Gesù le disse: «Maria!». Essa allora, voltatasi verso di lui, gli disse in ebraico: «Rabbunì!», che significa: Maestro! 
Gesù le disse: «Non mi trattenere, perché non sono ancora salito al Padre; ma và dai miei fratelli e dì loro: Io salgo al Padre mio e Padre vostro, Dio mio e Dio vostro». 
Maria di Màgdala andò subito ad annunziare ai discepoli: «Ho visto il Signore» e anche ciò che le aveva detto. 

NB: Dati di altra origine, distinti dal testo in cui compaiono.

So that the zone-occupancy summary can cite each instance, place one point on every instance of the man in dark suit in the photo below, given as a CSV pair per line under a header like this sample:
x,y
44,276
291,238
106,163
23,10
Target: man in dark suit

Omelia monastica anonima del 13° secolo 
Meditazione sulla Passione e Risurrezione di Cristo, 38 ; PL 184, 766 
“Donna, perché piangi? Chi cerchi?”

« Donna, perché piangi ?  Chi cerchi? » Angeli santi, eppure voi sapete bene chi ella piange e chi cerca. Perché rendere ancor più amare le sue lacrime rinnovando il ricordo di lui? Ma Maria può dar libero corso al suo dolore e al suo pianto, poiché s’avvicina la gioia di una consolazione insperata. “Si volge e vede Gesù in piedi, ma non lo riconosce”. Scena piena di dolcezza e bontà, dove colui che è desiderato e cercato si mostra e pure si nasconde. Si nasconde per essere cercato con più ardore, trovato con più gioia, trattenuto con più tenerezza, fino ad essere introdotto, per restarvi, nella dimora dell’amore (cfr Ct 3,4). Ecco come la Sapienza “si diletta sul globo terrestre, ponendo le sue delizie tra i figli dell’uomo” (Pr 8,31).

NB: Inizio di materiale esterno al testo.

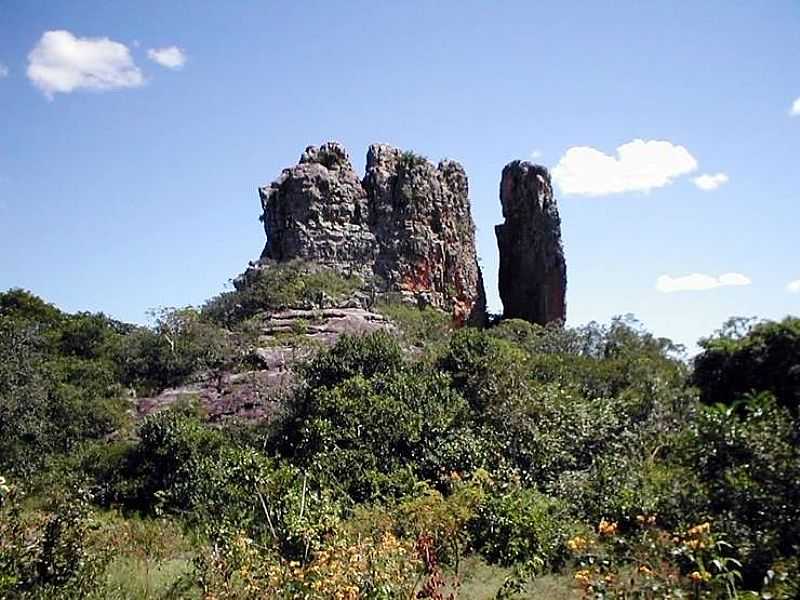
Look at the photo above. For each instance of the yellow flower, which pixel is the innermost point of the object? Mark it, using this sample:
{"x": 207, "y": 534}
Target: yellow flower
{"x": 700, "y": 529}
{"x": 577, "y": 544}
{"x": 606, "y": 527}
{"x": 582, "y": 576}
{"x": 697, "y": 577}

« Donna, perché piangi ?  Chi cerchi? » Tu hai colui che cerchi e l’ignori? Hai la vera gioia eterna e piangi? L’hai in te colui che cerchi fuori. Veramente stai fuori in lacrime vicino a una tomba. La mia tomba è il tuo cuore; non vi sto morto, ma vi riposo, vivo per l’eternità. La tua anima è il mio giardino. Avevi ragione a pensare che sono giardiniere. Nuovo Adamo, coltivo il mio paradiso e lo custodisco. Le tue lacrime, il tuo amore ed il tuo desiderio sono la mia opera. Mi possiedi in te senza saperlo: ecco perché mi cerchi fuori. Sto per mostrami a te là anche per farti rientrare in te stessa così che tu possa trovare dentro colui che cerchi fuori.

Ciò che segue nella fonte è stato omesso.